Syft is useful when Claude-adjacent teams need reproducible package inventories for container builds, release gates, dependency review, vulnerability scanning, license checks, attestation workflows, and compliance handoffs. It gives agents and developers a concrete SBOM artifact that can be inspected directly, converted between formats, checked by Grype, uploaded to dependency tools, attached to releases, or stored as build evidence.
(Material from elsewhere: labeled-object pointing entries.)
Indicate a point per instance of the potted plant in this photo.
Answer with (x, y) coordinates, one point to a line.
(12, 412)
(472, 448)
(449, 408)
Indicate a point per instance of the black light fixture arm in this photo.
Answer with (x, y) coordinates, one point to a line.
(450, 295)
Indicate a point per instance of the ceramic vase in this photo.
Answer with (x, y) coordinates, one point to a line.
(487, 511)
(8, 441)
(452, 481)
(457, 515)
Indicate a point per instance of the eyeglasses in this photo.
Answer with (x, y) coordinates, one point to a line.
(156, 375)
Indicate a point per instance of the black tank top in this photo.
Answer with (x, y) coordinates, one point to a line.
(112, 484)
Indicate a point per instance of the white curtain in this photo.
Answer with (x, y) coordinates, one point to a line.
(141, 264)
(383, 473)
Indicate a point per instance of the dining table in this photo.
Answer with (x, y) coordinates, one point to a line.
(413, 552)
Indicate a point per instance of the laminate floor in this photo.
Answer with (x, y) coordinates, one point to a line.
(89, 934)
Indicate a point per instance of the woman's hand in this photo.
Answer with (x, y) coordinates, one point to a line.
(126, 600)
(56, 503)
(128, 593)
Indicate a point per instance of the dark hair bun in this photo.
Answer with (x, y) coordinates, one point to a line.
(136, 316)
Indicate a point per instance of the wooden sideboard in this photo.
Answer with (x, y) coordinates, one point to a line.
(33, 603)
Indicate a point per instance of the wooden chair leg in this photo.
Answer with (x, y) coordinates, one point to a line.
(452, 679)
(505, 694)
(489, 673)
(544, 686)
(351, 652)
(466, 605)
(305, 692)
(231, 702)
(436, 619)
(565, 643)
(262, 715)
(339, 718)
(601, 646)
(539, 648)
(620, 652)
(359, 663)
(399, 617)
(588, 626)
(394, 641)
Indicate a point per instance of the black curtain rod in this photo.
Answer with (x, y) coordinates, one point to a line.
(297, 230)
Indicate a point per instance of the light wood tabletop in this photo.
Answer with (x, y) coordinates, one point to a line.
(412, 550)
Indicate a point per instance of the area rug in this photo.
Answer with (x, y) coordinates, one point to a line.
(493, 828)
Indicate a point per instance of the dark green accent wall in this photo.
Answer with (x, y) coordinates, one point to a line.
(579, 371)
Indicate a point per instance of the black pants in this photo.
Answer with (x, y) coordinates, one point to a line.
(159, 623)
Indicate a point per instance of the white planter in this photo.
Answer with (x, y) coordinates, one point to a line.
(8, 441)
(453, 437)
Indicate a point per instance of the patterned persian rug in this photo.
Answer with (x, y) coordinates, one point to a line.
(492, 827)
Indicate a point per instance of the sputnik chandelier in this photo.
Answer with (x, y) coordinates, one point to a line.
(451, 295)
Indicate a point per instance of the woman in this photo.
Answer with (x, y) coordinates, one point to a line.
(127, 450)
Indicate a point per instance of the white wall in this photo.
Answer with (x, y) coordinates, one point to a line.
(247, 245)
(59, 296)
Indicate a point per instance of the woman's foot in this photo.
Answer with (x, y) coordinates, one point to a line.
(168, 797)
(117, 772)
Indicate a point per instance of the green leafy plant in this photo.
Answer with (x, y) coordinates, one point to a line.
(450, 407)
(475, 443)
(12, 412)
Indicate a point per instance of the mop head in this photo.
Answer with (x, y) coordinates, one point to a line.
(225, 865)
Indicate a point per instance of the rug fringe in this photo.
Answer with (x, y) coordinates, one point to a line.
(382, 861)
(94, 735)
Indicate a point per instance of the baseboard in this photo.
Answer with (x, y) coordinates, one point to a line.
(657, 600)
This entry covers Anchore's open-source Syft SBOM generator. It is distinct from Grype: Syft generates Software Bill of Materials documents, while Grype scans images, filesystems, archives, SBOMs, PURLs, and CPEs for known vulnerabilities. It is also distinct from generic package vulnerability hooks because this entry documents Syft itself as a standalone CLI and Go library for SBOM generation.

## Source notes

- The official repository describes Syft as a CLI tool and Go library for generating a Software Bill of Materials from container images and filesystems.
- The README says Syft is useful for vulnerability detection when paired with a scanner like Grype.
- The README lists support for container images, filesystems, archives, many package ecosystems, OCI, Docker, Singularity, CycloneDX, SPDX, Syft JSON, format conversion, and signed SBOM attestations.
- The README shows basic usage for container images and directories, plus CycloneDX JSON output and multiple SBOM outputs written to files.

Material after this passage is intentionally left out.